Most applications of economic design thus far have involved large-scale, centralized public projects and were not directly motivated by inequality (perhaps with a notable exception of school choice). A lot tends to be at stake, whether it is $50bn in a wireless spectrum auction or tens thousands of doctors in the residency match. However, in recent years many market designers have begun work on applications that have direct bearing on inequality in society; e.g., school admissions with minimum and diversity quotas, distribution of public housing, and allocation of food to food banks.
 
Topic areas covered include education, health, housing, employment, the digital divide, and international development.
 
This volume will show that market design tools can be effectively deployed in a variety of contexts at a low cost often with only local community intervention. Redesign of market institutions can play an important role in correcting market failures when other economic tools, such as taxation or direct regulation, are infeasible. Many disadvantaged groups in society lose out on the ability to organize and allocate resources through a centralized system with agreed-upon rules.
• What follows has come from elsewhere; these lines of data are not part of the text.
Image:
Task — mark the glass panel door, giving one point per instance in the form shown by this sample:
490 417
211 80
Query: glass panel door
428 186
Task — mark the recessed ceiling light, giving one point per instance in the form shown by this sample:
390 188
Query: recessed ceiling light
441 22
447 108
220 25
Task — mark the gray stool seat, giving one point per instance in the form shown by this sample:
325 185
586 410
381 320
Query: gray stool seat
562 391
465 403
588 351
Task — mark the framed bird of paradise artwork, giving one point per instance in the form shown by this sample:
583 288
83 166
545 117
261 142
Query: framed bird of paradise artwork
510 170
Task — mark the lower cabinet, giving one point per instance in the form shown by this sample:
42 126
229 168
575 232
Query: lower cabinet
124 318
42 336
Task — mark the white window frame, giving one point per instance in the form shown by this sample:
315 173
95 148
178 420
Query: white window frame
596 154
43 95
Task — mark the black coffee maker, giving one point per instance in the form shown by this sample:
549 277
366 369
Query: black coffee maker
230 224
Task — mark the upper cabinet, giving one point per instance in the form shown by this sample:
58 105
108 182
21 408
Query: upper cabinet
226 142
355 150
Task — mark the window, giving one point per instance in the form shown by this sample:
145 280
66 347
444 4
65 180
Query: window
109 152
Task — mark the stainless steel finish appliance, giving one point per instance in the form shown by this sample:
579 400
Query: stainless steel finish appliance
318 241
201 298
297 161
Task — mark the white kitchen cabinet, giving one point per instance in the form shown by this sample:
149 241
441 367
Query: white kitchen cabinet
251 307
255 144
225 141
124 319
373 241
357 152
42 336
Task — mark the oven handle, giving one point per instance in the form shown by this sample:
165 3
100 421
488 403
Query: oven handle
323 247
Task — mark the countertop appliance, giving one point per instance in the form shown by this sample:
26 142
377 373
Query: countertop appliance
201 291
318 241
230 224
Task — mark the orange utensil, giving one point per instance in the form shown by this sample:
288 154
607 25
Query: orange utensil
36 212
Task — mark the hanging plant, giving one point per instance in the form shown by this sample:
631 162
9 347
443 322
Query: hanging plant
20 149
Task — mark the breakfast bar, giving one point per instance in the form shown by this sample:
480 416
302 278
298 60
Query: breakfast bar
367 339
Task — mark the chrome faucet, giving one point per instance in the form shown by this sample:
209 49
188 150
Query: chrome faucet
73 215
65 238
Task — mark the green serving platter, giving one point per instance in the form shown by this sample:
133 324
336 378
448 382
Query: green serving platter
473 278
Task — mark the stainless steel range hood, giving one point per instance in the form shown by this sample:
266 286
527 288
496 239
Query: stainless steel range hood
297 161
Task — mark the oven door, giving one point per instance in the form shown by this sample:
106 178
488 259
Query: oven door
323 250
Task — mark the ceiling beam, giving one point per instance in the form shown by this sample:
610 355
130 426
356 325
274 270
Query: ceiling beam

By actively changing incentives within the marketplace, we can hope to incorporate equality and equity goals explicitly, so as to endogenously alleviate social problems. For example, through an intelligent redesign of the system to allocate food, Feeding America (a nationwide network of food banks) has managed to reduce food waste and improve the quality of food consumed by its clients; this redesign was done entirely by the affiliates of Feeding America rather by any outside intervention.
 
The book will achieve three goals. First, it will describe state-of-the-art, inequality-oriented, market design. Second, it will generalize from existing applications to identify domains in which economic design can play an important role in alleviating inequality. Finally, it will point out future directions of economic design research and applications that can benefit the least well- off in society, who are often most affected by the misallocation of societal resources.